3. Explore new recipes.

There is a fabulous world of breakfast recipes out there just waiting to be explored. I’ve been enjoying the breakfast chapter of Anna Jones’ cookbook “A Modern Way to Eat,” which has great ideas for quick breakfasts. She’s got me onto smoothies, a fad I never understood until now! I also like the breakfast recipes on Food52 and The Kitchn. Where do you look for breakfast inspiration?
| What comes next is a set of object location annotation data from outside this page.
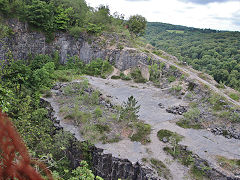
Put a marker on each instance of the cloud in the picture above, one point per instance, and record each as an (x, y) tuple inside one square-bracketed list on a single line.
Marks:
[(206, 1), (236, 18), (137, 0)]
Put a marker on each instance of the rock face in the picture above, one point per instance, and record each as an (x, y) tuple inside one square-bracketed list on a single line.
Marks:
[(24, 43)]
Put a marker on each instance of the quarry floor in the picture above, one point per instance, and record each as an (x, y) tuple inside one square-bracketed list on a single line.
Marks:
[(201, 142)]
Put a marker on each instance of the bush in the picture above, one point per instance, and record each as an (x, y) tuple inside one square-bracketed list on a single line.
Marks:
[(234, 96), (98, 67), (124, 77), (115, 77), (98, 112), (168, 134), (142, 132), (137, 24), (171, 79), (137, 76), (75, 31), (129, 110)]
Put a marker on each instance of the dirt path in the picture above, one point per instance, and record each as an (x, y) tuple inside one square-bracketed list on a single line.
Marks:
[(194, 76)]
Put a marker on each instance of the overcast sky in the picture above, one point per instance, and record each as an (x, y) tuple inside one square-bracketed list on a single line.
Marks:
[(214, 14)]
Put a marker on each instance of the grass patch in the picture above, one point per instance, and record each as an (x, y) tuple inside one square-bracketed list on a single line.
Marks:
[(171, 79), (115, 77), (63, 75), (169, 134), (191, 119), (232, 165), (102, 128), (187, 124), (142, 132), (234, 96), (98, 112), (161, 168), (218, 102), (124, 77), (185, 157), (137, 76), (175, 31), (198, 174)]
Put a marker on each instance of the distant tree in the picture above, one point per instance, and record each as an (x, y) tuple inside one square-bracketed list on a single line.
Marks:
[(137, 24)]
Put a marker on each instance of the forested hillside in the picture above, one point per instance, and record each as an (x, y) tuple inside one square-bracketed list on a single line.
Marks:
[(214, 52)]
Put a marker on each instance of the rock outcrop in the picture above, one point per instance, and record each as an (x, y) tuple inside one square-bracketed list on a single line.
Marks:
[(103, 165), (24, 43)]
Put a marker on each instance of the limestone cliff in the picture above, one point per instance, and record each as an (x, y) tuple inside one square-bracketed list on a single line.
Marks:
[(86, 47)]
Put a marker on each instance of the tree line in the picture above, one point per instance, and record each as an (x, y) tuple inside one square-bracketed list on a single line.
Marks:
[(214, 52)]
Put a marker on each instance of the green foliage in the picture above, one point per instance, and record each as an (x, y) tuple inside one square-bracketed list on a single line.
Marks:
[(191, 119), (213, 52), (161, 168), (142, 132), (234, 96), (84, 173), (98, 67), (76, 31), (168, 134), (124, 77), (171, 79), (115, 77), (129, 110), (98, 112), (5, 31), (137, 76), (137, 24), (38, 13)]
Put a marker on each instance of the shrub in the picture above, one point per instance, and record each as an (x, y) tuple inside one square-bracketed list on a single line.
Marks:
[(124, 77), (115, 77), (234, 96), (98, 112), (171, 79), (129, 110), (168, 134), (137, 24), (75, 31), (98, 67), (102, 128), (142, 132), (137, 76)]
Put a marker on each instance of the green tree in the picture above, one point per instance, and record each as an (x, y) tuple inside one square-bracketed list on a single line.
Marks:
[(129, 110), (137, 24), (39, 14)]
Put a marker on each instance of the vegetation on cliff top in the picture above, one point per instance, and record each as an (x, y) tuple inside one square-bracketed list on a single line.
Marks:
[(73, 16), (211, 51)]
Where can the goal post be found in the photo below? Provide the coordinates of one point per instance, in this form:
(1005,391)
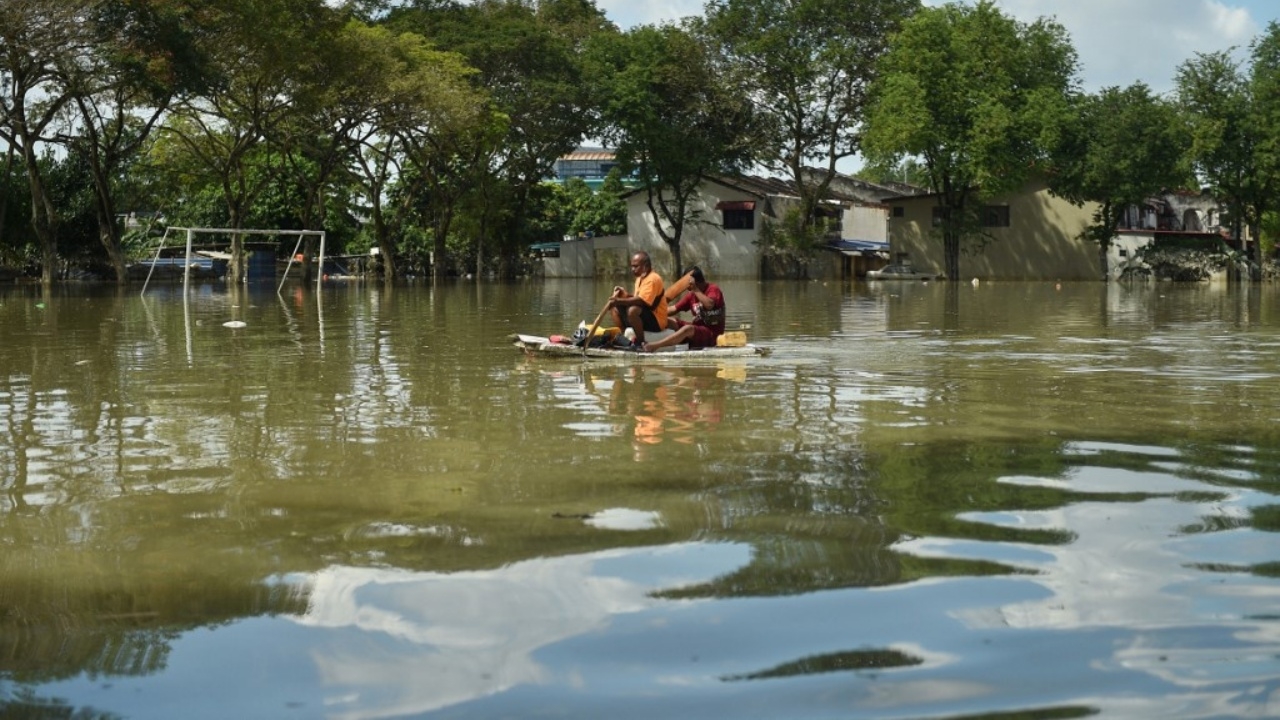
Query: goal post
(192,232)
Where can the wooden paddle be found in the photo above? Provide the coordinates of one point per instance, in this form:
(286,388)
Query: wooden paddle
(590,333)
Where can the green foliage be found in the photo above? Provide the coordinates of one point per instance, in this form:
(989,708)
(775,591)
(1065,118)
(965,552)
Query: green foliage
(672,117)
(979,98)
(808,64)
(1121,147)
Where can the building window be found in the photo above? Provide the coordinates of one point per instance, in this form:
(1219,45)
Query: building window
(739,219)
(995,215)
(739,214)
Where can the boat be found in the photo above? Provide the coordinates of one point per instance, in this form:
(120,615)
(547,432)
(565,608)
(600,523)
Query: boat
(542,346)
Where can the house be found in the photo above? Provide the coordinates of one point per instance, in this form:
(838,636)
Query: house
(726,233)
(1034,235)
(726,237)
(1029,235)
(590,164)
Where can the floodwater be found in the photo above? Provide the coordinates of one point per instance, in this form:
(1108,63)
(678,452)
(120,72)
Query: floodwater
(928,501)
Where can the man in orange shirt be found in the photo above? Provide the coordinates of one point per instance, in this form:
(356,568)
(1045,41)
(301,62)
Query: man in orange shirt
(645,308)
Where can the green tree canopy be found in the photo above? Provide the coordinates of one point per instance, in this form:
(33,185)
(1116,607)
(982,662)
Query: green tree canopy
(673,119)
(979,98)
(1123,146)
(808,65)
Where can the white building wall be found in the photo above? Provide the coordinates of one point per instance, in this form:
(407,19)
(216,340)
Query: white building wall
(865,222)
(720,253)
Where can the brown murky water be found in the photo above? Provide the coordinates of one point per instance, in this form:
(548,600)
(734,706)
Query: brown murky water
(927,501)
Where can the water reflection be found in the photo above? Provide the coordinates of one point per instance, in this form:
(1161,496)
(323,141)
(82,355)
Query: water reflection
(649,404)
(364,504)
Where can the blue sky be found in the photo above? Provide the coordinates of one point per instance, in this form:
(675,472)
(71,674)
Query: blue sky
(1119,41)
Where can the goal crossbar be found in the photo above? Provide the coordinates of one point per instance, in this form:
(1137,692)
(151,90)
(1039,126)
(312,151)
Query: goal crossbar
(193,232)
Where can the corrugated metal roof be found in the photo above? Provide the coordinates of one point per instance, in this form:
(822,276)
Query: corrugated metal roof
(594,155)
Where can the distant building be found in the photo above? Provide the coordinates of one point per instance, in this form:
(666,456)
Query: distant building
(590,164)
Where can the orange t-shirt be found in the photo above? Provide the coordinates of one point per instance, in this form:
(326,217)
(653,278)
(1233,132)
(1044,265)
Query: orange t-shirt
(650,288)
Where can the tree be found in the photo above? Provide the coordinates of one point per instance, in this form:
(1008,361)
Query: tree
(808,65)
(1217,100)
(144,55)
(1235,130)
(397,86)
(979,99)
(528,55)
(261,51)
(672,118)
(1123,146)
(40,44)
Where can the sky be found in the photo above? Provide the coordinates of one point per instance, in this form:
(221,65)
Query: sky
(1119,42)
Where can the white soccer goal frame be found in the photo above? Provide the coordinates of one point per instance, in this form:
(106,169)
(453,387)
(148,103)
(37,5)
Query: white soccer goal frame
(192,232)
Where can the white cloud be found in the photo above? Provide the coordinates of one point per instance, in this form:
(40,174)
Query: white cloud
(1142,40)
(1118,42)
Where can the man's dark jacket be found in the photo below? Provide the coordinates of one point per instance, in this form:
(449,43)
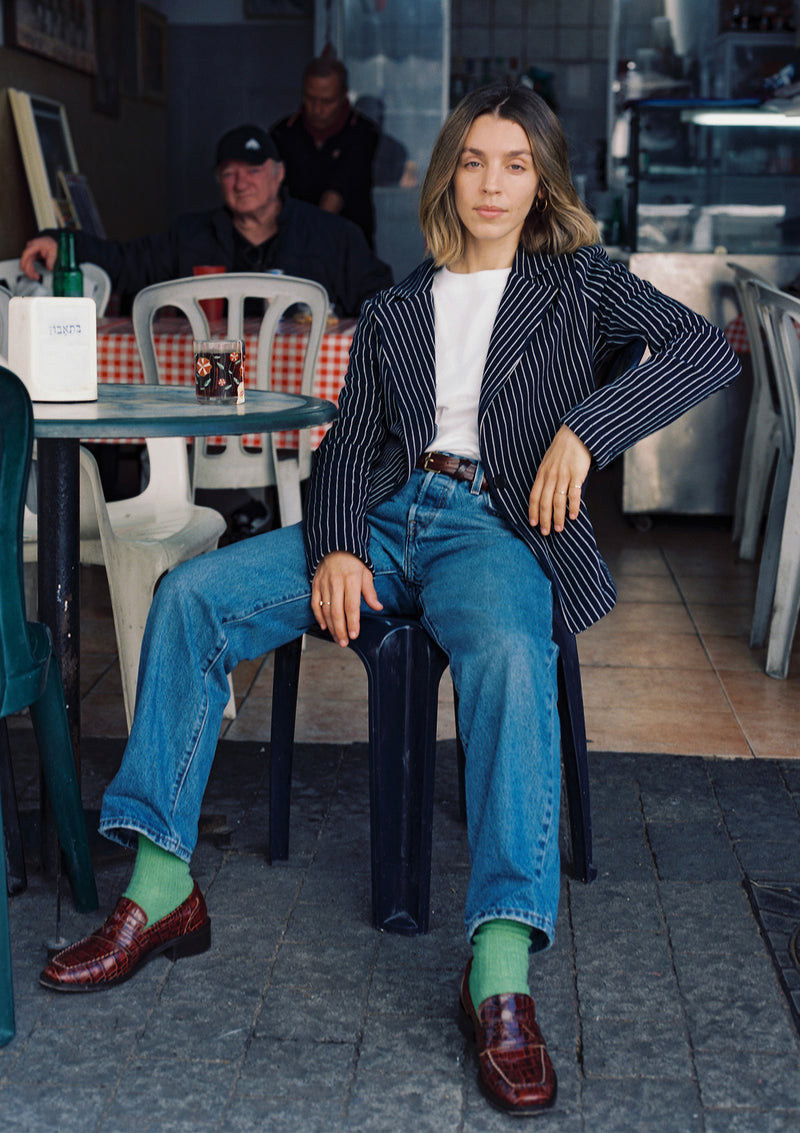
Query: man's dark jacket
(342,163)
(309,243)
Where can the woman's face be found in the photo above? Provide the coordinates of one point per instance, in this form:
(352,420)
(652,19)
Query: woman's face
(495,185)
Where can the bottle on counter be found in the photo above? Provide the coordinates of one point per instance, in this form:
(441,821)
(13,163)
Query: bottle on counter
(614,228)
(68,279)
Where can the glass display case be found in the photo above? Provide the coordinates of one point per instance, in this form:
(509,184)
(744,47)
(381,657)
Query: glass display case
(709,175)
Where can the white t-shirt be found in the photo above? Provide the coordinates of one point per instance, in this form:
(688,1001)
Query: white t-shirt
(465,308)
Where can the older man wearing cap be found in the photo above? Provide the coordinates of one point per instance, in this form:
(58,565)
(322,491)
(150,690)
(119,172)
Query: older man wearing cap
(258,228)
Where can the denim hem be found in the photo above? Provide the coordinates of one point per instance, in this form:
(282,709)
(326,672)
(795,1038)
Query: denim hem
(543,925)
(124,832)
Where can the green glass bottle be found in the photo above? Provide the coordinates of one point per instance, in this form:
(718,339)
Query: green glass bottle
(68,279)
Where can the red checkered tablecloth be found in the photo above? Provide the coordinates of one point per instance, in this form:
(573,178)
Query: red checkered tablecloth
(118,359)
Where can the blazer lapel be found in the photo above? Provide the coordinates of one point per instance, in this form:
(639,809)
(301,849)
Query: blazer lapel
(528,294)
(408,342)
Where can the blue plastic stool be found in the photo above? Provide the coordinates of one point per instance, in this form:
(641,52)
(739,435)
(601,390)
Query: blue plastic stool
(405,667)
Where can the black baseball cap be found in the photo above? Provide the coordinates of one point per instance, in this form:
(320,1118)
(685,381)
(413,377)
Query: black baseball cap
(246,143)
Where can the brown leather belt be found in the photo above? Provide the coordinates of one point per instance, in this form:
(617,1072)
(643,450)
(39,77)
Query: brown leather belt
(459,468)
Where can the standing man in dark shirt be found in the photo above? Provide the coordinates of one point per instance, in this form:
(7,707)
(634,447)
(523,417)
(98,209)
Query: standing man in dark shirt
(257,229)
(329,148)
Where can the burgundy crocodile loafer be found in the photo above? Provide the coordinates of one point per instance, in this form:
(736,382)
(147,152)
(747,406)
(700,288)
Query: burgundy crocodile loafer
(516,1073)
(124,943)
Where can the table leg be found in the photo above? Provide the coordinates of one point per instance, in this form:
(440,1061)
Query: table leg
(59,573)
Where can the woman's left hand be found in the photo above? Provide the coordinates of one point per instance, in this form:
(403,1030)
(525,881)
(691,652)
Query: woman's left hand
(559,482)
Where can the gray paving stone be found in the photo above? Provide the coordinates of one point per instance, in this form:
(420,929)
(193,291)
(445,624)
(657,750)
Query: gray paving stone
(764,1080)
(654,1047)
(639,1105)
(286,1070)
(692,852)
(748,1121)
(170,1096)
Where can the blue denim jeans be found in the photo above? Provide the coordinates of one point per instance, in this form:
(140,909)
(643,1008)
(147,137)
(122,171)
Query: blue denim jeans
(441,553)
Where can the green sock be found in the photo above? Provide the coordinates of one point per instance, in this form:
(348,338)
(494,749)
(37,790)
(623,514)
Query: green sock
(500,960)
(160,880)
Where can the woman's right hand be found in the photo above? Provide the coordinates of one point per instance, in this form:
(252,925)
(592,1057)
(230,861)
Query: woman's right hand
(41,247)
(340,582)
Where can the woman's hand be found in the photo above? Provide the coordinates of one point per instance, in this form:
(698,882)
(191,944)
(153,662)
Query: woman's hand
(559,482)
(41,247)
(340,582)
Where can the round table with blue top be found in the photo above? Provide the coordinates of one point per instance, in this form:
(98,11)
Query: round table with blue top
(124,411)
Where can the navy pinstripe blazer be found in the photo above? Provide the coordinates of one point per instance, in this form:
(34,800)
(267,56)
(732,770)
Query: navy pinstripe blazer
(560,321)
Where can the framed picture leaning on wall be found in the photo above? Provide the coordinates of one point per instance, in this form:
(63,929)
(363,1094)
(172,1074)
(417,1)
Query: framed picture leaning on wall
(47,148)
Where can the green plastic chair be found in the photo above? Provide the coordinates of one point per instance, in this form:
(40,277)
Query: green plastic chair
(28,679)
4. Discover unusual ingredients.

Tahini, millet, amaranth, chia, buckwheat, quinoa, dates, nuts… there are many ingredients available that don’t fall into the usual category of ‘breakfast food’ but do a fabulous job when they’re incorporated into the menu. Lately I’ve begun eating millet-and-oatmeal porridge with stewed blueberries on top; while it takes a bit longer to cook than regular oatmeal, the millet provides delightful body and chewiness to an otherwise mushy bowl.

5. Eat more at breakfast.

This may sound weird, but I need to stuff myself more in the mornings. Too often I eat a little, get distracted by the kids, and forget to finish; then I’m starving by 10 a.m. Focusing on eating more, i.e. a whole bowl of oatmeal (with cream!), two pieces of toast, two eggs instead of one, etc. will provide more of the fuel I need to get through the morning without feeling the need to snack on less healthy things.